Under New START, ratified limits included a cap of 1,550 deployed strategic warheads and ceilings on deployed intercontinental ballistic missiles, submarine-launched ballistic missiles, and heavy bombers with nuclear capability, together with an inspection and data-exchange regime designed to provide transparency. That verification apparatus has been impaired for several years, reducing the practical visibility that made the treaty a steadying force in strategic stability.

In the run up to the lapse, Moscow proposed an informal one-year adherence to the treaty limits, but no formal extension or new legal framework was negotiated. Washington publicly insisted that any future arrangement should include China as a participant in trilateral or multilateral talks. United Nations officials and a range of arms control experts warned that letting the treaty expire increases the risk of a renewed arms race and contributes to global strategic instability, calling for prompt resumption of negotiations and restraint by all nuclear-armed states.

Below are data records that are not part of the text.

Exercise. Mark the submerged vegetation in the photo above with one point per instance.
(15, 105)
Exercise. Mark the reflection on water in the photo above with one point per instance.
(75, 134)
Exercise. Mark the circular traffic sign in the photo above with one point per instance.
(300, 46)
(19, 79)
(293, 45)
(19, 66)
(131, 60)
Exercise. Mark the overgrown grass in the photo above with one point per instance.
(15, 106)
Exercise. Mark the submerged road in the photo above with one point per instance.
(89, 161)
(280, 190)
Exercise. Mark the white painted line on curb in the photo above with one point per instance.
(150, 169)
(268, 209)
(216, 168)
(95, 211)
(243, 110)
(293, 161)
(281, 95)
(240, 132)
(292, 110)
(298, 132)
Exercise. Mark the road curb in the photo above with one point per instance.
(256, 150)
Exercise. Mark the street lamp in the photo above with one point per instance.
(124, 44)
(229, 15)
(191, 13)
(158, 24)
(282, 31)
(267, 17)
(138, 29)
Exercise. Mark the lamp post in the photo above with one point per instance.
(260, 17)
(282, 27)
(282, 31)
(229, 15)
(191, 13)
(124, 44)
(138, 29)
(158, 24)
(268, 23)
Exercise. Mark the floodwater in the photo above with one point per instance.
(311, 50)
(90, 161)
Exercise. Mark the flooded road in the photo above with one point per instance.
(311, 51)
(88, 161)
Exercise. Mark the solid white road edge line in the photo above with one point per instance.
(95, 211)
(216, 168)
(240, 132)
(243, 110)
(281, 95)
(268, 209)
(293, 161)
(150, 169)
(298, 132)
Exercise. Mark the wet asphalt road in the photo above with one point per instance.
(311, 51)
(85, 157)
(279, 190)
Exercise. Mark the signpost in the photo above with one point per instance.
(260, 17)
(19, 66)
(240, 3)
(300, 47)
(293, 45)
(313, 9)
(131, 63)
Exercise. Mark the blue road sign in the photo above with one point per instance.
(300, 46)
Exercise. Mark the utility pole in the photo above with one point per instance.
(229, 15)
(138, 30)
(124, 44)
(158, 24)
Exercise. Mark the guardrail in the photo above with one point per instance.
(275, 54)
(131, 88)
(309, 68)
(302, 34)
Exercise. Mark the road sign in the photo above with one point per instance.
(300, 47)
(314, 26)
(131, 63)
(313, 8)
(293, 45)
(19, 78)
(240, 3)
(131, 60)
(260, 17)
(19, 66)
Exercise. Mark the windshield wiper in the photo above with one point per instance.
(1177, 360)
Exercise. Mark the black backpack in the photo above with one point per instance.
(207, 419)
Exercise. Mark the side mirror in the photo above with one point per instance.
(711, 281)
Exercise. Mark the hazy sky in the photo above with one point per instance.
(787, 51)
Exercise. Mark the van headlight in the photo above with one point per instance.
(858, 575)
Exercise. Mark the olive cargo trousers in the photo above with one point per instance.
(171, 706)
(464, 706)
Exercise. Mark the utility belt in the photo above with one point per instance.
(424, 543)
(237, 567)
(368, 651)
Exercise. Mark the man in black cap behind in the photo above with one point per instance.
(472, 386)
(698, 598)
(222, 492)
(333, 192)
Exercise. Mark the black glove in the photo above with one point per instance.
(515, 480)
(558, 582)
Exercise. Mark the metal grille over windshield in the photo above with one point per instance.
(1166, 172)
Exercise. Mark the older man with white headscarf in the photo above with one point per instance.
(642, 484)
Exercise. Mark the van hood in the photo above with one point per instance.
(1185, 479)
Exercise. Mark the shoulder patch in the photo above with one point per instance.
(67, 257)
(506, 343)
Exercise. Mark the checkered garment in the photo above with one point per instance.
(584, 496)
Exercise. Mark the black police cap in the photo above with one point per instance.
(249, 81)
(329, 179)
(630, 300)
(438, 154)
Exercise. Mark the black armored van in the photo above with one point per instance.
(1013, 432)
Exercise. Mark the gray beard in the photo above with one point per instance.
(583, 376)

The immediate implications are practical and technical. Without the treaty's data exchanges and inspection visits, open-source analysts, verification laboratories, and monitoring NGOs will have less reliable official information to confirm force postures. Satellite imagery, signal analysis, and national declarations will matter even more, increasing the premium on technical verification tools and independent monitoring methods. For researchers and community members focused on nuclear risk reduction, the lapse means shifting attention from treaty compliance details to indicators of qualitative and quantitative force changes.

Diplomatically, the lapse removes a predictable forum where Moscow and Washington exchanged information and managed crises. Deterrence stability now rests more heavily on declared policy, military signaling, and informal understandings that are harder to verify. Experts say this increases incentives for hedge deployments, rapid modernization, and doctrinal shifts that could complicate crisis management, escalation control, and confidence-building.

Official and expert reactions emphasize renewed dialogue and verification as the next steps. Expect immediate diplomatic activity aimed at restoring formats for talks, technical working groups to shore up monitoring capacity, and public exchanges about force posture. Verify official statements, watch for confirmed inspection reports, and follow verifiable technical indicators such as test launches, declared force changes, and new delivery system deployments.

What comes next matters for community members who track nuclear trends: the lapse makes independent verification work more urgent and raises the stakes for technological and policy tools that reduce miscalculation. Keep monitoring the negotiations, data releases, and technical updates that will determine whether this lapse becomes a pause in arms control or the start of a broader strategic shift.